The red gate valve is the inlet (left of the pressure tank). The ball valve to the right of the tank is off. It is a second inlet. Not sure why it’s there.

If I turn off the inlet and open up the faucets until they stop that will drain the pressure tank? Anything I need to do when I turn it back on? I am thinking of replacing the valves on either side of the filter when I do this so it’s quicker next time. Or I might change out the filter unit for one with a built in bypass. Does that make sense?
 
I would like to do it right so it’s simple to change filters. If I drain the system by turning off the water on the source side of the pressure tank I am expecting the pressure tank will empty. Do I need to do anything besides turn the water back in? I’ve never been on a well so I don’t really know how the pressure tank works in that regard?

Thanks.
 
It sounds like the old valves are not holding tight.

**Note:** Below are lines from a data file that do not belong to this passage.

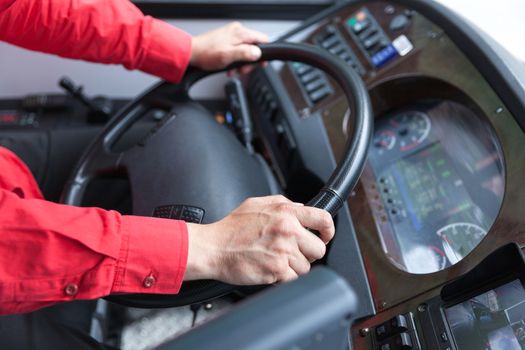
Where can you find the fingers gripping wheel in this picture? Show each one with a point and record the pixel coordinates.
(99, 158)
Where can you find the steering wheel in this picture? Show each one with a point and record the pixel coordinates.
(165, 161)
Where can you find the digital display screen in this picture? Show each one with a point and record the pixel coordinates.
(494, 320)
(437, 187)
(429, 186)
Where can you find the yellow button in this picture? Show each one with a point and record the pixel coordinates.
(71, 289)
(148, 281)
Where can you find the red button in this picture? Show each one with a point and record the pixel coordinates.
(71, 289)
(148, 281)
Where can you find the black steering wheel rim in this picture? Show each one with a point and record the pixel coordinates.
(331, 197)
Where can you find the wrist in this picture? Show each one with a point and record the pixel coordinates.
(202, 254)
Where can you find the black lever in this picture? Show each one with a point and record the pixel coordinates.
(100, 108)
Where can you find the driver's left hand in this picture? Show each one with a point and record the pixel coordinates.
(219, 48)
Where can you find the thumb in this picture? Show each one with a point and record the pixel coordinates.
(245, 52)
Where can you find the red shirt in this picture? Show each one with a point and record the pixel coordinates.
(51, 252)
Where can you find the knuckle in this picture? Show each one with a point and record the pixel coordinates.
(306, 268)
(326, 221)
(282, 227)
(279, 269)
(284, 208)
(281, 248)
(223, 57)
(321, 251)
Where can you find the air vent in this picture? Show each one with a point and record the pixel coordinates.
(313, 81)
(332, 41)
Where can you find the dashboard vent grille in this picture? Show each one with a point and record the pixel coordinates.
(332, 41)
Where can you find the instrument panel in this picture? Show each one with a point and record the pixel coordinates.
(433, 204)
(442, 186)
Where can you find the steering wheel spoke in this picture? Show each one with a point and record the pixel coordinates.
(171, 157)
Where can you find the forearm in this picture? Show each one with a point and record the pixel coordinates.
(98, 31)
(51, 253)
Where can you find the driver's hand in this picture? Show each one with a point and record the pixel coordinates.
(220, 47)
(263, 241)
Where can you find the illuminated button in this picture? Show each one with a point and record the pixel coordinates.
(402, 45)
(399, 22)
(361, 16)
(358, 27)
(148, 282)
(71, 289)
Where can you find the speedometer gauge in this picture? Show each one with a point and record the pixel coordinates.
(386, 139)
(412, 129)
(459, 239)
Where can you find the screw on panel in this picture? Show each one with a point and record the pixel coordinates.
(364, 332)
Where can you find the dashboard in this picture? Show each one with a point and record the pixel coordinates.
(442, 186)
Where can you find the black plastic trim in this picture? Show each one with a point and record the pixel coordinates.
(233, 9)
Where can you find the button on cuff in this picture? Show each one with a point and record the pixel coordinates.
(149, 281)
(71, 289)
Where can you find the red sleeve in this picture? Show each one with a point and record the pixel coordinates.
(51, 252)
(99, 31)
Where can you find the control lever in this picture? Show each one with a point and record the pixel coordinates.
(100, 108)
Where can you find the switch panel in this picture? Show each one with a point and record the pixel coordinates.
(373, 41)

If you would repipe it like Frodo drew out for you, then you
can turn the two bottom valves off and turn the top one on and you would still have the water on to the house
while you get a new filter and put it on. Doing it this way is the CORRECT way.
 
If you want to do it the correct way. Replace both gate valves to ball valves. Until then. Close both valves push the red relief valve to the top of the filter unit. Replace filter. You only need to hook up a bypass if you don’t want to stop water form continuing into the water heater.
 
It might be worth changing the water filter housing. The ones that I install and the ones that I see most often have a valve on top of the housing to shut off the water to the filter itself, so it does not depend on separate isolation valves. I also prefer the clear housing so that I can see when the filter needs replacing.
The second line that you refer to that you don't know where it goes, could go to an out building or a neighbor's house.